La plaza de Colón que conocemos hoy no tiene nada que ver con la que existía solo unos años antes de comenzar la construcción de las torres. De la actual se ha dicho que es un conjunto deslavazado de elementos inconexos, una suerte de totum revolutum donde cabe un conjunto escultórico brutalista, el edificio neoclásico de la Biblioteca Nacional, la estatua neogótica de colón, una bandera de España de proporciones colosales, una escultura temporal de Plensa que ya es casi indefinida… Y las Torres, claro. Como referencia constante, dominando el puzle.

Muy distinto era el panorama a principios de los 60, con la vetusta Casa de la Moneda ocupando el espacio que hoy es la plaza y el palacio afrancesado del Duque de Uceda, rodeado de sus jardines, en lugar de la mole del Centro Colón. Y justo en la esquina de enfrente, en el solar de las futuras torres, la casa-palacio de Don Luis de Silva y Fernández de Córdoba, donde también vivió el escritor Benito Pérez Galdós. Todo muy decimonónico y, las cosas como son, muy homogéneo y bastante coherente en su conjunto.

El desmadre, urbanísticamente hablando, llegó en 1964, con la adquisición de los dos palacios por el promotor Ezequiel de Pablos y la inmobiliaria Osinalde, que encargaron sus respectivos proyectos a Antonio Perpiñá y a Antonio Lamela. Los arquitectos, en lugar de plantear sus edificios individualmente, decidieron presentar una propuesta conjunta al ayuntamiento y en 1966 se aprobó el proyecto de “Ordenación de la Plaza de Colón”. En él, se describía la estructura de Lamela como “una unidad arquitectónica de marcada verticalidad” y se preveían 40 plantas de altura, algo que al arquitecto le pareció desproporcionado y completamente fuera de lugar.

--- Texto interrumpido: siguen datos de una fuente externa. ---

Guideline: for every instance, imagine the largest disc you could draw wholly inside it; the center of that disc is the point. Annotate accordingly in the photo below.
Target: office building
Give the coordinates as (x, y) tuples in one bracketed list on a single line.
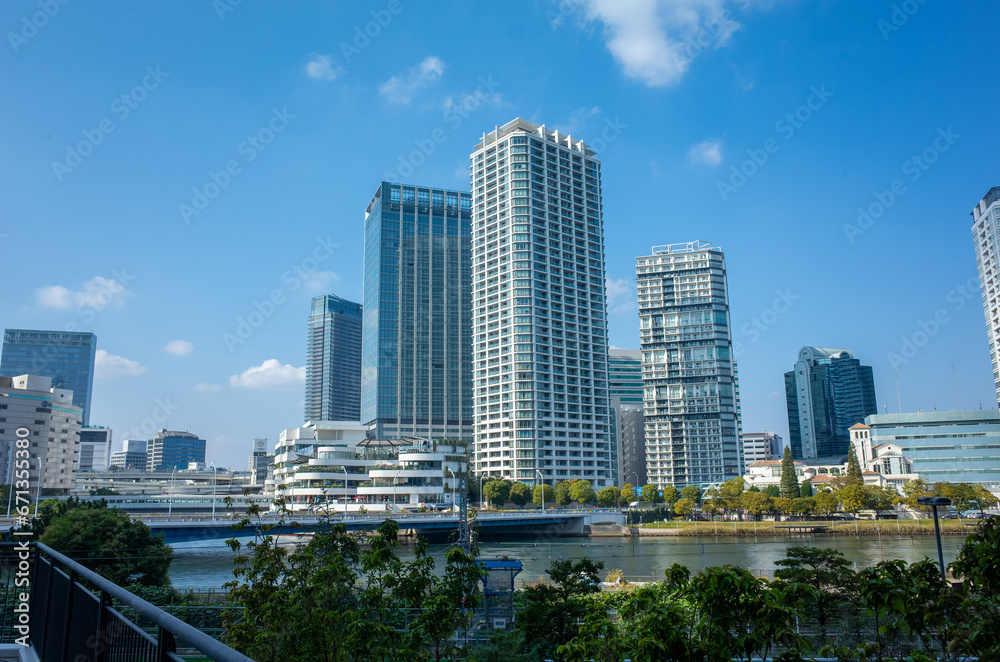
[(628, 438), (416, 377), (937, 446), (67, 357), (132, 456), (539, 308), (169, 449), (986, 237), (761, 446), (690, 400), (95, 449), (333, 360), (41, 419), (826, 393)]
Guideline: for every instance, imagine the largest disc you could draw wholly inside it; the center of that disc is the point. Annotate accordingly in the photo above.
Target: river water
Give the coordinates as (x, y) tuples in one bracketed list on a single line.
[(207, 566)]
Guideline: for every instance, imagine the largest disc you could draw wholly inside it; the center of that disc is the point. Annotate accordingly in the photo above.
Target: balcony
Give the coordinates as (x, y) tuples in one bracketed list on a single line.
[(65, 619)]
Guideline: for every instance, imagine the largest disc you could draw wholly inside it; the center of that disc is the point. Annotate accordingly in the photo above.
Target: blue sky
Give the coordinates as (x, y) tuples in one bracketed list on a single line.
[(168, 167)]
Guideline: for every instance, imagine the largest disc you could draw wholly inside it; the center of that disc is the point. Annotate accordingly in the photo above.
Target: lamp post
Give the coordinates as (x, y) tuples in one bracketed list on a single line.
[(170, 507), (215, 486), (934, 502)]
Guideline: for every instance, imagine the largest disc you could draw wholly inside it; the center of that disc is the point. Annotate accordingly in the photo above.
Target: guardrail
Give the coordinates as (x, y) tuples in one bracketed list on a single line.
[(71, 615)]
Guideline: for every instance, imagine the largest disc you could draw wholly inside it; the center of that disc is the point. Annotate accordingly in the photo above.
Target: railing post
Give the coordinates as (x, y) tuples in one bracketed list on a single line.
[(69, 616), (164, 644), (103, 620)]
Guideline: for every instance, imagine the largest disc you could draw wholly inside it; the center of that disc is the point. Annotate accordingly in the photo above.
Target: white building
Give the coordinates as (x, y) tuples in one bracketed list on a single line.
[(690, 399), (986, 237), (539, 308), (31, 409)]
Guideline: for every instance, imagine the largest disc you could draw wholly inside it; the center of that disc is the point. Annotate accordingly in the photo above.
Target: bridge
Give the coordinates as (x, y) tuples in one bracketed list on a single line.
[(548, 524)]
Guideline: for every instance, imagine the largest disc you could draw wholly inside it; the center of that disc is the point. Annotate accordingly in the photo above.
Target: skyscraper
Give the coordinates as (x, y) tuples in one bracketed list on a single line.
[(67, 357), (416, 376), (986, 237), (691, 401), (826, 393), (539, 307), (333, 360), (628, 438)]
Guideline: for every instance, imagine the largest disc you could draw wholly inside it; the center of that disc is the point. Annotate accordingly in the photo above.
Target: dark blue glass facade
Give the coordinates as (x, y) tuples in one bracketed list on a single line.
[(416, 375), (65, 356)]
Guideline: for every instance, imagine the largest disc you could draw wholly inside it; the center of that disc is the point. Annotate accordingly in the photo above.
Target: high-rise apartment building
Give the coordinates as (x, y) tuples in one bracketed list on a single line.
[(42, 420), (691, 400), (170, 450), (333, 360), (986, 237), (539, 308), (627, 427), (67, 357), (826, 393), (416, 377)]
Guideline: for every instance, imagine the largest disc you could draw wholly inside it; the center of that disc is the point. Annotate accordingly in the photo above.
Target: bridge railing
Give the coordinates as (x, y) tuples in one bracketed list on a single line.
[(70, 614)]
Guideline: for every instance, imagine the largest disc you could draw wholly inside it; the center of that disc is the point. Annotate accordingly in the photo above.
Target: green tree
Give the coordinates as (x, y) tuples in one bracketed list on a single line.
[(549, 492), (854, 474), (581, 492), (520, 494), (684, 507), (789, 479), (496, 492), (552, 612), (111, 544), (691, 493), (563, 498), (608, 497)]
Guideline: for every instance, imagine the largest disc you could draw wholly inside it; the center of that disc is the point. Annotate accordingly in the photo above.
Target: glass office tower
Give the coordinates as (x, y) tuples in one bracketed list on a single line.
[(333, 360), (826, 393), (539, 308), (65, 356), (416, 374), (691, 399)]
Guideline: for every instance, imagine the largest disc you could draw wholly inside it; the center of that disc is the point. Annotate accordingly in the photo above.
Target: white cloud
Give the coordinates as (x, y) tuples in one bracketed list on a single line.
[(321, 67), (401, 89), (707, 153), (655, 41), (319, 282), (621, 296), (97, 294), (111, 365), (178, 347), (272, 375)]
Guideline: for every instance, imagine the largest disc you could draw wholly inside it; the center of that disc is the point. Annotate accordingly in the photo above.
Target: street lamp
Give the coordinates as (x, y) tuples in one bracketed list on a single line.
[(934, 502), (215, 485), (170, 507)]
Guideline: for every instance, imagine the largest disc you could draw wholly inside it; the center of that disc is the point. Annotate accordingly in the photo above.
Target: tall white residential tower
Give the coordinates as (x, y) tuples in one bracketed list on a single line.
[(690, 399), (539, 308)]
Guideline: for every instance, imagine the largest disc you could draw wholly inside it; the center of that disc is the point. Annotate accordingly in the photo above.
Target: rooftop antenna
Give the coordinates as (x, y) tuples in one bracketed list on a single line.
[(954, 377)]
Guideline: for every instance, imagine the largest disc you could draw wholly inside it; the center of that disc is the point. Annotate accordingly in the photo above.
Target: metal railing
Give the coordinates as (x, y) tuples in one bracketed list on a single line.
[(72, 615)]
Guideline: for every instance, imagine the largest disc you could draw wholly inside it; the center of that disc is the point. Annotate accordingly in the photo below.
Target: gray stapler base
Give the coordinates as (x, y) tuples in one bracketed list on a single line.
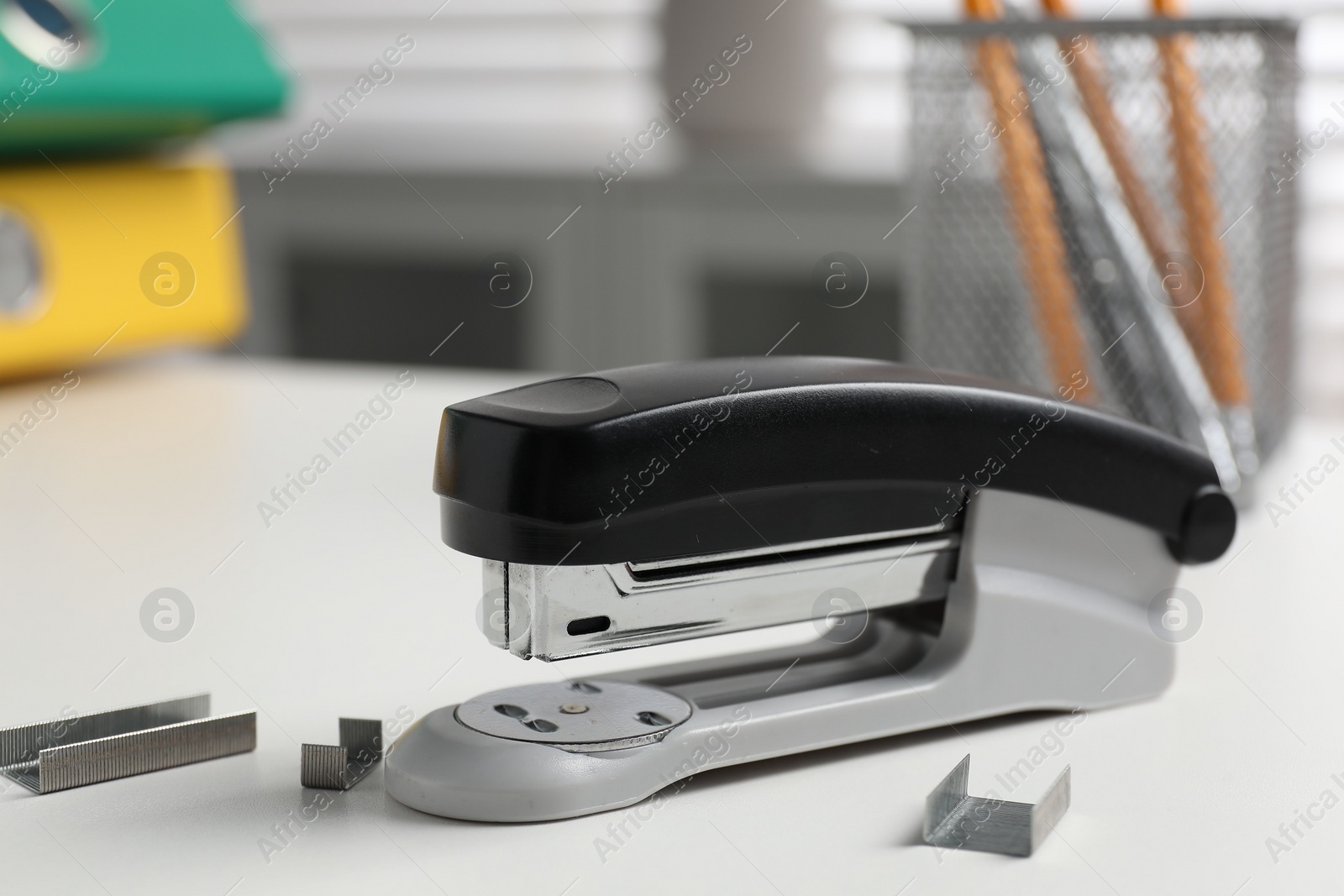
[(1048, 610)]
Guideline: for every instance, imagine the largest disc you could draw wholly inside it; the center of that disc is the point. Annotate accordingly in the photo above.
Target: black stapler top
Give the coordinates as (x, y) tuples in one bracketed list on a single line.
[(727, 454)]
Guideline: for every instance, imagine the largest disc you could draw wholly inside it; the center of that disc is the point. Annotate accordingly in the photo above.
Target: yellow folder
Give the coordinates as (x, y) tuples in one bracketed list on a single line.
[(100, 259)]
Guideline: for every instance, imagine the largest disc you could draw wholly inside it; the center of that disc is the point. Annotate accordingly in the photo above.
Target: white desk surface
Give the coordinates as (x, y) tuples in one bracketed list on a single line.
[(349, 604)]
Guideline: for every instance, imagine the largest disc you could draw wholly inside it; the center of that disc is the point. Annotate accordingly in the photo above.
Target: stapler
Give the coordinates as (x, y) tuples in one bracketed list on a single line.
[(965, 548)]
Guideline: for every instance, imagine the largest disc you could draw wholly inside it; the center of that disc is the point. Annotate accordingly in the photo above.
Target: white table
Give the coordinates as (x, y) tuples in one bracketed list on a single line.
[(150, 476)]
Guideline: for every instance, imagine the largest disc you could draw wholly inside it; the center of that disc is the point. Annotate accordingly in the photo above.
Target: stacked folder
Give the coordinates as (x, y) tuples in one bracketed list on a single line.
[(113, 237)]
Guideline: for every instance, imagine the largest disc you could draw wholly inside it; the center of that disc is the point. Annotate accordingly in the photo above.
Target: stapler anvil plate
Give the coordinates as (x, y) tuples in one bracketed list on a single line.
[(967, 550)]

Para solucionarlo, Lamela decidió desdoblar esas 40 plantas en dos torres y, cuando le dijeron que dos torres no eran una unidad arquitectónica, argumentó que no eran dos torres, sino un par de torres: lo que le valió la aprobación del proyecto en 1968.  Un proyecto que partía de una mínima ocupación del suelo y una maximización del espacio en altura. Todo para dar esa superficie a los peatones y facilitar el acceso a los niveles inferiores de los edificios.

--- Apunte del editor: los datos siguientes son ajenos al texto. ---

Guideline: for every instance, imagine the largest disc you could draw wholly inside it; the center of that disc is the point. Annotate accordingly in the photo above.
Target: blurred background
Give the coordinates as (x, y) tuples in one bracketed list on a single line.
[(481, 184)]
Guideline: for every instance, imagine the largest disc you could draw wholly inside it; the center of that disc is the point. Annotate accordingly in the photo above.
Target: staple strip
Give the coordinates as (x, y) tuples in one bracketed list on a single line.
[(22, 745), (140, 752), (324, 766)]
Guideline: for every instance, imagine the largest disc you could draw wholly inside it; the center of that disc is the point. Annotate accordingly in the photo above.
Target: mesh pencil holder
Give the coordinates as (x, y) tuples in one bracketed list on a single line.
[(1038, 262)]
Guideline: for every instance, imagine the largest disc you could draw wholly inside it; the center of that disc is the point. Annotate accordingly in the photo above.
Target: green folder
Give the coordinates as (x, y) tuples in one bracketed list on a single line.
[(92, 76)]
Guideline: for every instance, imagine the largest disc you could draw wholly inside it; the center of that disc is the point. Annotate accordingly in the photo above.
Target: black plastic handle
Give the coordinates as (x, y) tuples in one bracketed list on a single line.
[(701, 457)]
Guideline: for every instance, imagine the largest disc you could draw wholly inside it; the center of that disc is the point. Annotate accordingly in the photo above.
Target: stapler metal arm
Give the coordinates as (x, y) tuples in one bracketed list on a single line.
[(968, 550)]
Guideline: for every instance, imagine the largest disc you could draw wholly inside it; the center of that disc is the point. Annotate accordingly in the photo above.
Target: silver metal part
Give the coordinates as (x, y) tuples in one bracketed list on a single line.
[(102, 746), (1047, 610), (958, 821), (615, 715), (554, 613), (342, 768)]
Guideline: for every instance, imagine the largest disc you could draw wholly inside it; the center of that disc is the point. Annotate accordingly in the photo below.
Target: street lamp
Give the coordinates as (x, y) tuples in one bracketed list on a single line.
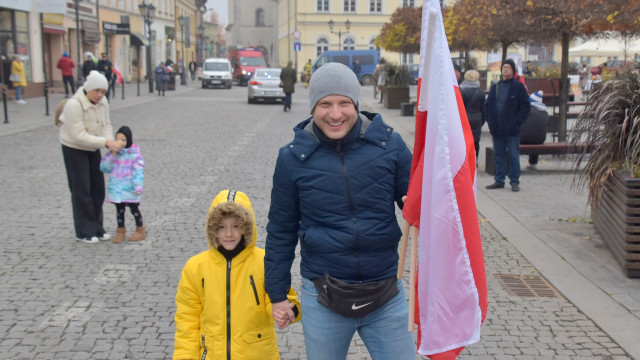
[(347, 25), (201, 42), (148, 12), (183, 21)]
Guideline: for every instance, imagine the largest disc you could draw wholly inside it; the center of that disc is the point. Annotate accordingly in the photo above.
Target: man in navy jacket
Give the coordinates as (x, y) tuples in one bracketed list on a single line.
[(507, 108), (335, 187)]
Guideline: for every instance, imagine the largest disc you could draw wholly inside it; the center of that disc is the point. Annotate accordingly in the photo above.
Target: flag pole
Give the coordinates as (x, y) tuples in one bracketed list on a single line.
[(403, 248), (412, 279)]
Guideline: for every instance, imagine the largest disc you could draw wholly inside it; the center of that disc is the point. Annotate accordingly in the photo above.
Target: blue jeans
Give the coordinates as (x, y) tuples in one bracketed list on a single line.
[(385, 333), (507, 147)]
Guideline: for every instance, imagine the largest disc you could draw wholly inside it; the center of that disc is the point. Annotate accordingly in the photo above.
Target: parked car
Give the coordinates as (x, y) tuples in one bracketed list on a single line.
[(264, 84), (216, 72), (613, 66)]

Bajo esas premisas, la arquitectura suspendida parecía la solución perfecta. Aunque, en el caso de las Torres de Colón, el concepto se llevó al extremo. Un extremo muy extremo, si tenemos en cuenta que, por aquel entonces solo había 14 edificios en el mundo construidos con esta técnica y ninguno de ellos con una estructura atirantada de hormigón pretensado. Entonces, ¿por qué se hicieron así?

La construcción

Como todo en las Torres de Colón, nada era lo que luego ha sido. Tampoco la estructura prevista. Con las obras empezadas, quedó claro que era imposible dar cabida al número de plazas de aparcamiento exigidas en la normativa municipal. Con poco más de 1700 metros cuadrados y teniendo que acoger dos torres de 20 plantas, el espacio en los cimientos era tan insuficiente hizo falta presentar un nuevo proyecto en 1969. ¿La solución? Dos núcleos de hormigón como único sustento en lugar del tradicional entramado de pilares. Así se conseguía liberar al máximo el espacio bajo rasante sin perjudicar la superficie útil de las torres, que, por aquel entonces, iban a tener un uso residencial.

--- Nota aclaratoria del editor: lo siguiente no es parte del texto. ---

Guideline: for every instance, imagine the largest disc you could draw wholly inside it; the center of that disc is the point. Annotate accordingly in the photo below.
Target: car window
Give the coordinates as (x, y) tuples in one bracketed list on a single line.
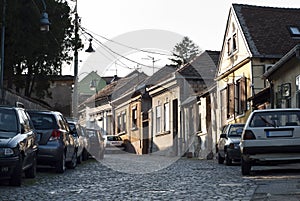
[(8, 120), (43, 121), (24, 121), (275, 119), (235, 130)]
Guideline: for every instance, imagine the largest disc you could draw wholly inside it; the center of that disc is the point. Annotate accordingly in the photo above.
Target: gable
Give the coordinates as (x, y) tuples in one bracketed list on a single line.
[(235, 48), (267, 29)]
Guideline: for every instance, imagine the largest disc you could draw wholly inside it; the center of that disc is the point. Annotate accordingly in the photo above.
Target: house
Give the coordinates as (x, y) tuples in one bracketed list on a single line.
[(284, 79), (254, 41), (96, 111), (163, 88), (126, 102), (197, 110), (89, 85)]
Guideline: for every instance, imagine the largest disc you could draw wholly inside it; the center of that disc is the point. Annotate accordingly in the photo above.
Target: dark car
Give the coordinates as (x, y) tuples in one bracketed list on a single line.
[(18, 145), (80, 139), (96, 145), (270, 137), (56, 145), (228, 147)]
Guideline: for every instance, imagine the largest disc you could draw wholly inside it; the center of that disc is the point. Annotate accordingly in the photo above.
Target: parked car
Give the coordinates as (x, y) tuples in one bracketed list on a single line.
[(18, 145), (113, 141), (113, 144), (228, 147), (80, 139), (56, 145), (95, 145), (270, 136)]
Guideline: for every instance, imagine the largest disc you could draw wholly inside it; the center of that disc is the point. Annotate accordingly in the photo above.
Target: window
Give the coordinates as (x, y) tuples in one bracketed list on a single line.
[(134, 117), (230, 101), (298, 91), (241, 96), (158, 119), (121, 122), (294, 31), (166, 117), (232, 44)]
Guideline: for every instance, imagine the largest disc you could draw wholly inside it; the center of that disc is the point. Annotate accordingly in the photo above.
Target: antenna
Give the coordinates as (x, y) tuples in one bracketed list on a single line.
[(153, 61)]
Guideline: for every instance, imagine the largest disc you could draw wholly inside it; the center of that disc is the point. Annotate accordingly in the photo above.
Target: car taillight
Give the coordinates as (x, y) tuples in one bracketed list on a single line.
[(231, 146), (248, 135), (55, 135)]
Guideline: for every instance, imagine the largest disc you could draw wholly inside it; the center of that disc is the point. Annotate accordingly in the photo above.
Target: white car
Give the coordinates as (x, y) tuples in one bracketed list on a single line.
[(113, 141), (270, 136)]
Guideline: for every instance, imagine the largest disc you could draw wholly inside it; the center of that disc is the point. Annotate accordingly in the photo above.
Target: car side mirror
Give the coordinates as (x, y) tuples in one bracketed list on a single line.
[(223, 135)]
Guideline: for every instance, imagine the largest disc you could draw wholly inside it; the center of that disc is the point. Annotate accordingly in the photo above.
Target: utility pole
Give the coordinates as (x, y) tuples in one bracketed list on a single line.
[(2, 51), (75, 91), (153, 61)]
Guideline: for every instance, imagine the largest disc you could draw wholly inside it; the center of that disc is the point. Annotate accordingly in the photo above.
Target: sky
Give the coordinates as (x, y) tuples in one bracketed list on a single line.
[(151, 25)]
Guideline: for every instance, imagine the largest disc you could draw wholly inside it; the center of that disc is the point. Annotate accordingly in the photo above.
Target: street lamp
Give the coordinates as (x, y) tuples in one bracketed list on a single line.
[(44, 27)]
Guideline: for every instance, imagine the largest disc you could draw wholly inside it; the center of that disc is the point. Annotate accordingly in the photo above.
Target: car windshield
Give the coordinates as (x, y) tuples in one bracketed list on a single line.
[(8, 121), (275, 119), (236, 130), (42, 121), (114, 138)]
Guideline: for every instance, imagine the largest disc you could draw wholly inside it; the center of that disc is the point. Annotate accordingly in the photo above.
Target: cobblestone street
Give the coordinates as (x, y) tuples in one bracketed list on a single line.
[(131, 177)]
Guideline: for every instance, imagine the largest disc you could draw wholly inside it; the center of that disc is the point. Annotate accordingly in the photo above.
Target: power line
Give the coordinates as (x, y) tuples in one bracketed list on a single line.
[(122, 56), (127, 46)]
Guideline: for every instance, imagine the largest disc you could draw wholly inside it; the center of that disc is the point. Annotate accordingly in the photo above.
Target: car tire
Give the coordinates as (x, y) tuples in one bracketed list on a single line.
[(79, 159), (220, 159), (245, 167), (61, 164), (31, 172), (228, 160), (73, 163), (16, 177), (85, 155)]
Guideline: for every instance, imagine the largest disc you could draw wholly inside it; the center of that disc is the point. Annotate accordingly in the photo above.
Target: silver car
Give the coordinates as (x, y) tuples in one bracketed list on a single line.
[(270, 136)]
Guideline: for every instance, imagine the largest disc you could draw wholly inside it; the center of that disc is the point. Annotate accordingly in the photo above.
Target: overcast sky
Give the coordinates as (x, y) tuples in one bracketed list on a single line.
[(203, 21)]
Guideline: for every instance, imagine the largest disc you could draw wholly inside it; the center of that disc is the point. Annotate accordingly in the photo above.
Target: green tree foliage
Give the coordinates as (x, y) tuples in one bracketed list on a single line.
[(30, 54), (185, 51)]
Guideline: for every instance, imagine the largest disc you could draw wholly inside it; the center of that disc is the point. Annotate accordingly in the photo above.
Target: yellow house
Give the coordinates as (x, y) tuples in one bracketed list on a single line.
[(254, 40)]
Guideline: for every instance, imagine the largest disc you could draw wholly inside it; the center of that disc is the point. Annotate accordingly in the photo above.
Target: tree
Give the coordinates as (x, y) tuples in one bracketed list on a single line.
[(31, 54), (185, 51)]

La idea consistía en coronar cada núcleo con una cabeza desde la que se colgaban los tirantes que debían sostener y comprimir las plantas. Una cimentación inversa que empuja los forjados hacia la parte superior, donde el empuje se reparte en la cabeza y se transmite al núcleo, que a su vez lo trasmite, ahora sí, a favor de la gravedad, hasta el suelo. Esto que suena muy complicado y que técnicamente fue un prodigio, lo explicó Lamela con una claridad exquisita y una taza de café en la mano:

“Imaginémonos que la taza tuviera un soporte vertical como base, como una copa. Las cargas suben por las péndolas pretensadas que rodean la fachada (que sería el cuenco de la copa), y que se comprimen contra la cabeza de la torre (la servilleta). Luego bajan por el núcleo central (el fuste de la copa). Es decir, el edificio no cuelga hacia abajo, sino que se comprime hacia arriba, contra la cabeza. Funciona al revés de la construcción tradicional, lo que permite, en las tres plantas basamentales comerciales y en el garaje, liberar espacio libre, sin pilares”.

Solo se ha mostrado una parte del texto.